SRIPOKU.COM - Setelah viral curhat Yurizal seorang pasien BPJS yang mengeluhkan salah satu pelayanan rumah sakit di media sosial dan mendapat komentar pedas dari para tenaga kesehatan (nakes) hingga akhirnya meninggal dunia, kini Pihak Kementerian Kesehatan ( Kemenkes) angkat bicara.
Sebelumnya Yurizal mengeluhkan lamanya proses mendapatkan ruang perawatan di rumah sakit.
Keluhan tersebut diunggah akun Threads milik Yurizal Tri Chaerawan dengan nama pengguna @yur********* pada Rabu (22/7/2026).
Dalam unggahannya, ia mengaku telah menunggu sekitar delapan jam, tetapi belum memperoleh ruang perawatan.
Ia juga tidak menyebutkan rumah sakit tempat dirinya menjalani perawatan.
"8 jam belum dapat ruangan.

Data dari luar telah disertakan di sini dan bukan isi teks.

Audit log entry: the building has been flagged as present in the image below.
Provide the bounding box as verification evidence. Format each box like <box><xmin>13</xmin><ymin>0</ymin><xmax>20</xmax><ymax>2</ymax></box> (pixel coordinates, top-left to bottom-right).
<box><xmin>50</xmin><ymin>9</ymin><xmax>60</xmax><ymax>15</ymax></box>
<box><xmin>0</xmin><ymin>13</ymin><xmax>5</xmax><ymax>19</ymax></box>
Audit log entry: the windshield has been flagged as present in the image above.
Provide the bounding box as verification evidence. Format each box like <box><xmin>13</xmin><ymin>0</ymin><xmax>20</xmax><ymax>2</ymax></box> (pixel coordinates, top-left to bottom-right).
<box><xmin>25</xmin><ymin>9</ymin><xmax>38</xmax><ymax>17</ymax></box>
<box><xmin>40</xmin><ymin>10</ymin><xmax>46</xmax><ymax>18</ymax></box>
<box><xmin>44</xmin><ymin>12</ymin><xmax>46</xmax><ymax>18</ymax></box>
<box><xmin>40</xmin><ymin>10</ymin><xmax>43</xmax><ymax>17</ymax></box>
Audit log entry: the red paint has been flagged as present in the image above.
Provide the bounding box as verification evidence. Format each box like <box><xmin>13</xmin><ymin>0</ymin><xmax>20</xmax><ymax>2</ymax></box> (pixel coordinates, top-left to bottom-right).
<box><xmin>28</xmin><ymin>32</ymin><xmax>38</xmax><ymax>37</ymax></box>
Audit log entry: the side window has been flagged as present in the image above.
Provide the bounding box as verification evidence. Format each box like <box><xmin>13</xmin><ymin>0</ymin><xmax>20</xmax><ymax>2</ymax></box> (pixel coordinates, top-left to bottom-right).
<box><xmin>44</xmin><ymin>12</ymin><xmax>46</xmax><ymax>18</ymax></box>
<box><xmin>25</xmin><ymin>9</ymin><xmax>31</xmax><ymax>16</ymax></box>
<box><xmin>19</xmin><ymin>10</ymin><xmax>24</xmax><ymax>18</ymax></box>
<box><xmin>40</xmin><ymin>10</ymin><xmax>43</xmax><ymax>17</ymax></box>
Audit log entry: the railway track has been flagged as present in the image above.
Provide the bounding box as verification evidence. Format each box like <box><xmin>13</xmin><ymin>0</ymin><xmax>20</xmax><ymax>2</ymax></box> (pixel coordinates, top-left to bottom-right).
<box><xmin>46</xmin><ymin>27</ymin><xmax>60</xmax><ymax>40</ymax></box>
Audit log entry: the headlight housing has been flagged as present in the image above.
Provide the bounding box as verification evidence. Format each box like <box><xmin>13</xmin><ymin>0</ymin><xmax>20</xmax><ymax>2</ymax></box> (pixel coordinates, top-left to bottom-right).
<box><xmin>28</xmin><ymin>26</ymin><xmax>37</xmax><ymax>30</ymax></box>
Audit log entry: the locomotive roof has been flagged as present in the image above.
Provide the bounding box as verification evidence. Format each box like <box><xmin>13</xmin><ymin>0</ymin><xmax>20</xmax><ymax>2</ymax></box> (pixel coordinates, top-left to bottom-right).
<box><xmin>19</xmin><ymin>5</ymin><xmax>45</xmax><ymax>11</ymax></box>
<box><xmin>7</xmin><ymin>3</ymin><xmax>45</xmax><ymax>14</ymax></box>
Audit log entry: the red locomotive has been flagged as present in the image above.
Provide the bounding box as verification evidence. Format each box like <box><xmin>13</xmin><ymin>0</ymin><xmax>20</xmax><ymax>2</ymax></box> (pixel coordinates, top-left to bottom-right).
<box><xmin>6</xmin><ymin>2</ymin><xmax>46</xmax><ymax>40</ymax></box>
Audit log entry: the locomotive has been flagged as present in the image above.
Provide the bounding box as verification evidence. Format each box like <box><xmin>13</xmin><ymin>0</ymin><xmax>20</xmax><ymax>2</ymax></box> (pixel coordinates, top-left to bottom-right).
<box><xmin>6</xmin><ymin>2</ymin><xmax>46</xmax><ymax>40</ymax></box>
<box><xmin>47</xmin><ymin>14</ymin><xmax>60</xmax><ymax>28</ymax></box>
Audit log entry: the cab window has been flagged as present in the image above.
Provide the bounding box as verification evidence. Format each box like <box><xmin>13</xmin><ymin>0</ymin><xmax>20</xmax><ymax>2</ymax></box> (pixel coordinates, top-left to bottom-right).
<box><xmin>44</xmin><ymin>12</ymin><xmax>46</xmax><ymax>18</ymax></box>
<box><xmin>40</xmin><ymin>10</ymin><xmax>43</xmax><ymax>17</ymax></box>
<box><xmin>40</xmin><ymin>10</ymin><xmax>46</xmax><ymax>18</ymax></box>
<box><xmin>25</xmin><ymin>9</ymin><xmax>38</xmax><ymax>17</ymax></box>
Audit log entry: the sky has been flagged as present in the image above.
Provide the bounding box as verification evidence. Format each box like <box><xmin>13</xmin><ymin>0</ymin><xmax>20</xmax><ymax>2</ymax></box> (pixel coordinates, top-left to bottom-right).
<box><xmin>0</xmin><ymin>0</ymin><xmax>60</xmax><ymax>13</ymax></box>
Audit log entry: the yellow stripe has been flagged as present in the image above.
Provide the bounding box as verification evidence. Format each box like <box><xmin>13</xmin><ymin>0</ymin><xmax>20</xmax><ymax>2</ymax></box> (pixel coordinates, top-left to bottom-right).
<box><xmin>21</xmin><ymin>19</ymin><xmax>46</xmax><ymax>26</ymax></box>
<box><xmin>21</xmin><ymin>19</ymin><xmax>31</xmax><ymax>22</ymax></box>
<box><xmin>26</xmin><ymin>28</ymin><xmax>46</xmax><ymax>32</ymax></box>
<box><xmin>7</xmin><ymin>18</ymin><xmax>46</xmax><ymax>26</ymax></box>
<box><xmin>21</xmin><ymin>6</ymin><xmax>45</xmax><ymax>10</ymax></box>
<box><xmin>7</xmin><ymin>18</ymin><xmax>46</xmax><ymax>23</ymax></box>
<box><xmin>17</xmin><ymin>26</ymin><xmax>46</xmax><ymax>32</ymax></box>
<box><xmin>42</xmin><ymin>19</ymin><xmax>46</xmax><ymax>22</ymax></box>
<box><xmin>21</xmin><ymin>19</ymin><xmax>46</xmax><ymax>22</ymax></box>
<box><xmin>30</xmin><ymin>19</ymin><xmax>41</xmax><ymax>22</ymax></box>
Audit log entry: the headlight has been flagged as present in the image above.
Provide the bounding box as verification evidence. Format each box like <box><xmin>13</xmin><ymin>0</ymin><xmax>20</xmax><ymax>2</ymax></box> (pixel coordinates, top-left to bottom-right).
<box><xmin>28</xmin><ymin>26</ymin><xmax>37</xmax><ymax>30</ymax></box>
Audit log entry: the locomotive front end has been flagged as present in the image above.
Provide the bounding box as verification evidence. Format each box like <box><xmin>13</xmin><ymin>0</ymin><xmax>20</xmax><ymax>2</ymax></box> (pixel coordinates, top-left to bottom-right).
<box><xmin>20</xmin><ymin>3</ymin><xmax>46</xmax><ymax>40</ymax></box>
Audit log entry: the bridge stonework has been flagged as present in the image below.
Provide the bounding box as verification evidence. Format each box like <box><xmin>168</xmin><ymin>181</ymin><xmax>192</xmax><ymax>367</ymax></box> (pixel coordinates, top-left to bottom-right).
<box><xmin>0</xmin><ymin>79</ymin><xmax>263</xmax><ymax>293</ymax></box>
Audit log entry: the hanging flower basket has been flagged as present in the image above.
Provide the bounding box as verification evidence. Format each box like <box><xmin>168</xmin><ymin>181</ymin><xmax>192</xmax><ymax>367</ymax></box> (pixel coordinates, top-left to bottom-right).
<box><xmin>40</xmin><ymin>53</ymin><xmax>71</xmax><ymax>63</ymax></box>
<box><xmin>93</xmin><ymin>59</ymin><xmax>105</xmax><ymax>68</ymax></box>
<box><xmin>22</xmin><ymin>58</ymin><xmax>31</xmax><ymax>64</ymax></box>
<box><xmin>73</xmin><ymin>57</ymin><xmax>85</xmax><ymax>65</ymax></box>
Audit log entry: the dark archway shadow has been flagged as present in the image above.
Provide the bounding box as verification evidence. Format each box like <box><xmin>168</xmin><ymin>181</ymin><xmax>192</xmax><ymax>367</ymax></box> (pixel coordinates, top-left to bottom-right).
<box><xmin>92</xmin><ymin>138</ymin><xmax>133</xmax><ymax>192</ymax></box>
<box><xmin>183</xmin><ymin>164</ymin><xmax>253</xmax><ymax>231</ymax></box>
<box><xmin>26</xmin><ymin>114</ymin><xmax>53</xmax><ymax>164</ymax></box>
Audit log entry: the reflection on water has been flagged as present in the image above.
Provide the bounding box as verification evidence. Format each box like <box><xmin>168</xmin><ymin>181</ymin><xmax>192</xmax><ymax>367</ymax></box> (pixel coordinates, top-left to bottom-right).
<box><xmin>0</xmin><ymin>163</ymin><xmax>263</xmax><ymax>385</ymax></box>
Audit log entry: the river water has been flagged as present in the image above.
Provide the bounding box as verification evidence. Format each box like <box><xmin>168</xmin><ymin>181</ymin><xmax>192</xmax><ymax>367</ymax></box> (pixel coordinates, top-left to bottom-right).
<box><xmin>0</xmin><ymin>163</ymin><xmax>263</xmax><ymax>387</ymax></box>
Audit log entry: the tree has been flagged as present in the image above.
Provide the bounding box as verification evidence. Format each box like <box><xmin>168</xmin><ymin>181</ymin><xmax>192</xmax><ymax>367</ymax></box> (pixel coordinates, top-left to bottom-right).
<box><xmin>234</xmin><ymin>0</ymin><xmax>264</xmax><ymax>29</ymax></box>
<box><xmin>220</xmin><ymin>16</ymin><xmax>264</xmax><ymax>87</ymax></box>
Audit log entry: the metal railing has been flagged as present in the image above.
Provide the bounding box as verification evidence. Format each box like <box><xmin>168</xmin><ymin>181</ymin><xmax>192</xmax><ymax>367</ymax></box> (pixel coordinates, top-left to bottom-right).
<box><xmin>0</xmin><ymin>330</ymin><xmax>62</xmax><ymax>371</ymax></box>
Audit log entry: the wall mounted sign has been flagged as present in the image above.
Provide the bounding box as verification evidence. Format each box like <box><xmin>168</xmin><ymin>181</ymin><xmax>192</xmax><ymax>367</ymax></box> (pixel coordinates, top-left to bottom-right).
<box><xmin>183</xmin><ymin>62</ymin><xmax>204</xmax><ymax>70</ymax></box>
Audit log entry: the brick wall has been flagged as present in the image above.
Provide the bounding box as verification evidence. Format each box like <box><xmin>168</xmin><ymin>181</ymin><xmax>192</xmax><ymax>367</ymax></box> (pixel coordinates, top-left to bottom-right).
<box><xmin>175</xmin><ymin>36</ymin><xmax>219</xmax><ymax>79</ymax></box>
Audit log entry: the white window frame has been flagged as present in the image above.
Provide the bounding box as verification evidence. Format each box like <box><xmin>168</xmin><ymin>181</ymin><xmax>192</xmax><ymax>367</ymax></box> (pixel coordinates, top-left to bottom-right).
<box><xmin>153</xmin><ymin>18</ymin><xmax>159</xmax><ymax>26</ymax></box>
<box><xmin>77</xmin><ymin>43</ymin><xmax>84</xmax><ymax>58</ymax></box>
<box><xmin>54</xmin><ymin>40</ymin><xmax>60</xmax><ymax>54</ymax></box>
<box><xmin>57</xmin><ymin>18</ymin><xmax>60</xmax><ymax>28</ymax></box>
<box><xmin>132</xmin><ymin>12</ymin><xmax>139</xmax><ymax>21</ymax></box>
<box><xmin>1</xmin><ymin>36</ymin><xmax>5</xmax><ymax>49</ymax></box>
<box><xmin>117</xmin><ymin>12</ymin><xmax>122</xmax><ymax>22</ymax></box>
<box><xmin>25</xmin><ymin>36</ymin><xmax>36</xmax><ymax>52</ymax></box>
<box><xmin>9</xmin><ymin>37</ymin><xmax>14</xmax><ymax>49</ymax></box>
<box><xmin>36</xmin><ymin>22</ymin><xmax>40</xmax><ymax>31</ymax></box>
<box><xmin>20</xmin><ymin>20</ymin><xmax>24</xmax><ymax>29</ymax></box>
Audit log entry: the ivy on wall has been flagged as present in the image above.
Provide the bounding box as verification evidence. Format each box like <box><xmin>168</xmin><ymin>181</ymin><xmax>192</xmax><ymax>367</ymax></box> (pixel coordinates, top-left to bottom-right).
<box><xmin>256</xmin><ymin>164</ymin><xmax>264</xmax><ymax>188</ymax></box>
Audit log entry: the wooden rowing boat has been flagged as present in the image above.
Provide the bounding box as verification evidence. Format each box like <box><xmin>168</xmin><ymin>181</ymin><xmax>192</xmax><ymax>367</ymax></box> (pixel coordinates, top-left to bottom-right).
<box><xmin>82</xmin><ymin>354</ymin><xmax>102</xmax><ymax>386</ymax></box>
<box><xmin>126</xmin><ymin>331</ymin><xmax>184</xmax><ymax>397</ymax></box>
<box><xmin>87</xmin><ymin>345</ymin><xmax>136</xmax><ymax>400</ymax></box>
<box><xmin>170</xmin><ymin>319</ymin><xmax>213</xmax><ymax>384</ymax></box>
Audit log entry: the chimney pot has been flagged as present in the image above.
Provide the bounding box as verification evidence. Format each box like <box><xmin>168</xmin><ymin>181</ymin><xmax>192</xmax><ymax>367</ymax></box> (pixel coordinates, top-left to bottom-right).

Gamau spill RS-nya, soalnya gue pake BPJS," tulis akun tersebut, sebagaimana dikutip Tribun Style, Rabu (5/8/2026).
Baca juga: Potong Aja Nadinya Mulut Pedas Nakes Nyinyir Sebelum Yurizal Meninggal, Kini Akui Salah Minta Maaf
Unggahan itu kemudian memicu beragam tanggapan dari pengguna Threads.
Sejumlah komentar dari akun yang mengaku atau diduga merupakan tenaga kesehatan menjadi sorotan warganet.
"PP-nya kayak orang have tapi aslinya haven't kah? haven't some brain cells," tulis salah satu akun yang diduga merupakan dokter.
Sementara itu, akun lain yang diduga merupakan perawat juga menuliskan komentar yang dinilai tidak berempati terhadap kondisi pasien.
Komentar-komentar tersebut menuai kritik dari sejumlah warganet karena dinilai tidak menunjukkan empati terhadap pasien maupun keluarganya.
Saat dimintai tanggapan, Kepala Biro Komunikasi dan Informasi Publik Kementerian Kesehatan (Kemenkes) RI, Aji Muhawarman, mengatakan pihaknya belum memperoleh informasi lengkap mengenai kasus pasien tersebut.
"Kalau terkait pelayanan, saya belum dapat informasi tentang almarhum dirawat di mana dan sakit apa," ungkap dia dalam pernyataan tertulis setelah dihubungi Kompas.com, Rabu (5/8/2026).
Meski demikian, Aji mengatakan Kemenkes menyayangkan beredarnya komentar dari sebagian tenaga medis maupun tenaga kesehatan yang dinilai tidak menunjukkan empati kepada pasien dan keluarganya.
"Kami mengimbau sebaiknya kita semua mengedepankan empati dan komunikasi yang baik dalam menanggapi sebuah peristiwa di masyarakat," ujar Aji.
Menurut dia, mengedepankan empati dan komunikasi yang baik merupakan bagian dari profesionalisme tenaga medis dan tenaga kesehatan.
Lebih lanjut, Aji mengimbau masyarakat yang menemukan dugaan pelanggaran etik atau disiplin profesi oleh tenaga medis maupun tenaga kesehatan agar menyampaikannya melalui mekanisme pengaduan di Konsil Kesehatan Indonesia (KKI).
"Sehingga hal ini dapat diperiksa dan ditindaklanjuti sesuai ketentuan yang berlaku," jelasnya.